FILE PHOTO: Reserve Bank of India logo is seen at the gate of its office in New Delhi

(This March 8 story has been corrected to remove incorrect text and graphic on the 1-year and 10-year yield briefly inverting)

By Dharamraj Dhutia

MUMBAI (Reuters) - India's 364-day treasury bill cutoff yield rose above that of the benchmark 10-year bond on Wednesday, on weaker-than-expected demand, briefly inverting the yield curve between the securities.

The Reserve Bank of India sold 364-day notes at a 7.48% yield, the highest since October 2018, while the 10-year benchmark 7.26% 2032 bond yield saw a high of 7.4728%, and ended at 7.4547%.

"There is limited appetite for the shorter end, which is resulting in consistent rise in T-Bill yields," said Naveen Singh, head of trading at ICICI Securities Primary Dealership.

On Feb. 28, Reuters reported that India's bond yield curve is likely to invert on the back of worsening liquidity deficit in India's banking system and bets of continued rate hikes.

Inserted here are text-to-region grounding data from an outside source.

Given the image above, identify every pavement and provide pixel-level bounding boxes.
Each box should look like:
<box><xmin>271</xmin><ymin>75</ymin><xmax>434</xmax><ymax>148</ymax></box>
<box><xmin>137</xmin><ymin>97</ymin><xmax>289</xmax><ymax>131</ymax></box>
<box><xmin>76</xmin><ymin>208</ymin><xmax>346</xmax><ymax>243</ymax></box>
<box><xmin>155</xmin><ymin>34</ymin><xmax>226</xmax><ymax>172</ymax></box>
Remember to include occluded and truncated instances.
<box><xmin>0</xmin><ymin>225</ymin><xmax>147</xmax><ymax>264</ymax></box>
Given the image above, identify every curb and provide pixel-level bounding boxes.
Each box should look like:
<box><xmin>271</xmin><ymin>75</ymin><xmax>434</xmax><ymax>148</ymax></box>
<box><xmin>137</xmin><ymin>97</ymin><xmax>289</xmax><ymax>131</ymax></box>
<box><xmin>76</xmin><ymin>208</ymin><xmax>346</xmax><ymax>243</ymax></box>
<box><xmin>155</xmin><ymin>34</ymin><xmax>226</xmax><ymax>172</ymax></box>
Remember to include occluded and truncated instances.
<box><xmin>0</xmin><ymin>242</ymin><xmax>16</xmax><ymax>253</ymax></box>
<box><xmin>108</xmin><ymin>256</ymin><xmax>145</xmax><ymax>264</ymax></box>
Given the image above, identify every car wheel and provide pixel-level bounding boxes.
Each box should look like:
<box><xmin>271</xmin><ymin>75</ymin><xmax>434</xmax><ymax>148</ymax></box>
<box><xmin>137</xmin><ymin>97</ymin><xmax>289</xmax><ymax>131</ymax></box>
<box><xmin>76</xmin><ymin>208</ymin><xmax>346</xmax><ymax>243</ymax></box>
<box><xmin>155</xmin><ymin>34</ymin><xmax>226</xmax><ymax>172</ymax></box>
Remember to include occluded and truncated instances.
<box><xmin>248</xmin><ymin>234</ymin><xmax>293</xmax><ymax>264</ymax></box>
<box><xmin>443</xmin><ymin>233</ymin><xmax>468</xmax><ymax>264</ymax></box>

The 364-day T-Bill yield has jumped 58 basis points in the last six weeks amid uncertainty over interest rate hikes, while banking system liquidity moved into deficit which is expected to widen in the coming weeks.

The benchmark 2032 bond yield has risen only 12 bps during the same period, leading to spread compression and ultimately inversion.

India's banking system liquidity deficit widened to over 700 billion rupees ($8.53 billion) in February, with the daily average liquidity also slipping into deficit on a monthly basis for the first time since May 2019.

"Core liquidity is declining, and surplus is falling very sharply, and the process will continue over the next couple of months," said Pankaj Pathak, fixed income fund manager at Quantum Asset Management.

"By April, we may see even core liquidity slipping into deficit and this is a big cause for short-term rates to jump."

Market participants said the lack of bond supply by the central government in March has been a major reason for the yields at the longer end to remain capped.

"The year-end buying from insurance companies and pension and provident funds may underpin the bonds at higher levels, and the level of 7.48%-7.50% should see some buying interest," said VRC Reddy, treasury head of Karur Vysya Bank.